さらに言えば小学校の校舎。校舎と運動場があって毎朝運動場では生徒が整列して朝礼という行事がある。こういう形式が日本独特のものなのかどうか、世界中の学校を知っているわけではないから断定的には言えないが、少なくとも映画で見るかぎり、日本と同じようなやり方でそれを見せてくれるのは台湾映画である。そしてそれがいくつか印象に深い場面になっている。たとえば『村と爆弾』では朝礼で先生が生徒に鉄の供出についての演説をすることが、不発弾を町まで運んでほうびを貰おうというこの奇抜な物語の発端になるし、そこではまた村民たちの防空演習などの社会訓練も行なわれていて、校長先生が村の婦人たちに演説して、「アメリカ人のナニは大きいから…」といったおかしなことを言うことにもなる。『赤い柿』ではこの朝礼で、本土からやってきた将軍の一家の子どもたちが転校してきた最初の日にみんなの前で軍隊式の行進をやって笑いものにされる。まあなんでもない日常習慣のひとコマと言ってしまえばそれまでたが、外国映画で日本独自の習慣を見るとひときわ新鮮な印象が生じ、日本のこの習慣が学校制度を軍隊教育の予備的な役割りと位置づけ、また社会教育の場ともした明治の学校制度創設者たちのねらいなども改めて思い起こすことができる。そういえば『赤い柿』には小学校の運動会の場面もあったと思うが、子どもたちと父兄が一緒に愉しむ村の父兄親睦に小学校の運動会が重要な役割を果たすというのも日本と台湾の共有する良い習慣だと思われる。

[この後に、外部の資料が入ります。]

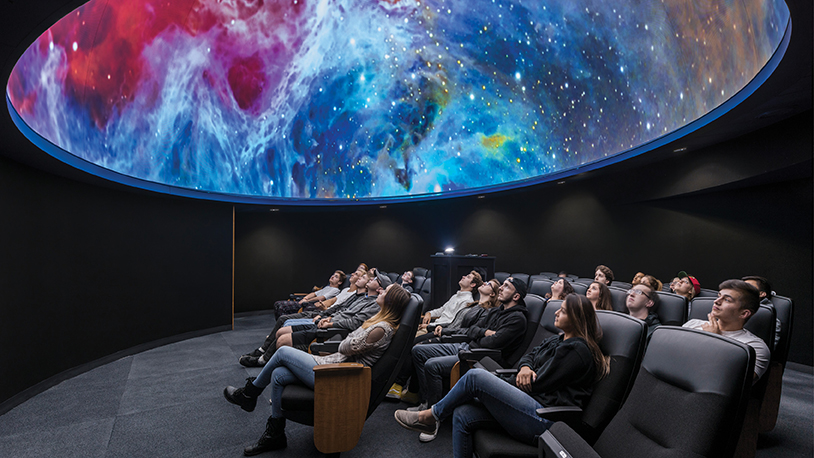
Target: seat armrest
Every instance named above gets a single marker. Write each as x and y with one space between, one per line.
560 441
338 367
568 414
455 338
490 365
320 348
325 334
338 419
509 371
477 354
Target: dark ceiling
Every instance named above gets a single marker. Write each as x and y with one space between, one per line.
786 93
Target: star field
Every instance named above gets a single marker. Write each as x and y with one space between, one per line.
334 99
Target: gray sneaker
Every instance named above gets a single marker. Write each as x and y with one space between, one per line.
410 421
418 408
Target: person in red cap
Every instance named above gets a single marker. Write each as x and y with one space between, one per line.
688 286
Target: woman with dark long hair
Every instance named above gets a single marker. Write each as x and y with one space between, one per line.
364 345
599 295
560 289
561 371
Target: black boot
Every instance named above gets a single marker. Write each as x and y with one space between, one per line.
273 438
256 353
250 361
245 397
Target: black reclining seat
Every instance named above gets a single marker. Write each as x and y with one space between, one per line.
672 309
624 341
771 401
521 276
763 325
579 288
426 295
535 306
688 401
338 425
541 286
618 299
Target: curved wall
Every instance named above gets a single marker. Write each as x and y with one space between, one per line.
86 272
721 212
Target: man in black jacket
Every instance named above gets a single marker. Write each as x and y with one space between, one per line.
501 328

ただし、小学校のあり方など日本と台湾が全く共通していると考えてはならない。『熱帯魚』で小学生が先生から体罰をくらう場面があるが、生徒は両方の掌を上にむけて差し出し、先生は物差しかなにかでこれを叩く。これは1940年代の上海の中国映画『哀楽中年』などでも見られた中国式であって、学校教育は多分に本土と共通するやり方らしいということの一端がそこで分かる。かなり痛そうだが、拳骨で頭を殴るという日本式とは違って体罰が人格の侮辱にはならないように配慮されていることに注目すべきである。頭という部分は人格のシンボルであるからこそ日本の教育は体罰でそこを殴って人格的にも生徒を屈服させようとするし、中国式ではそれを避ける。映画で分かる教訓だ。またどの作品だだったろうか、小学校の歴史の時間で、下関条約で日本が満国から奪った賠償金こそが日本の資本主義の飛躍のきっかけとなった、と教えている場面があった。日本の学校教育との違いは残虐行為などの戦争責任に関することにはとどまらない。

 

3 台湾語映画

 

本来は台湾は中国の一部でれっきとした中国文化圏の一環であるが、日本による支配を半世紀にわたって受けて日本の影響もあり、さらにその後、アメリカ軍の保護下でやはり半世紀近く自由主義圏に属して大陸から隔絶してもきたので、台湾の文化には大陸の中国文化とは微妙に違う独自性も生じている。中国的であることと台湾独自であることとの間の揺れ動きは台湾映画史を特徴づける重要な点である。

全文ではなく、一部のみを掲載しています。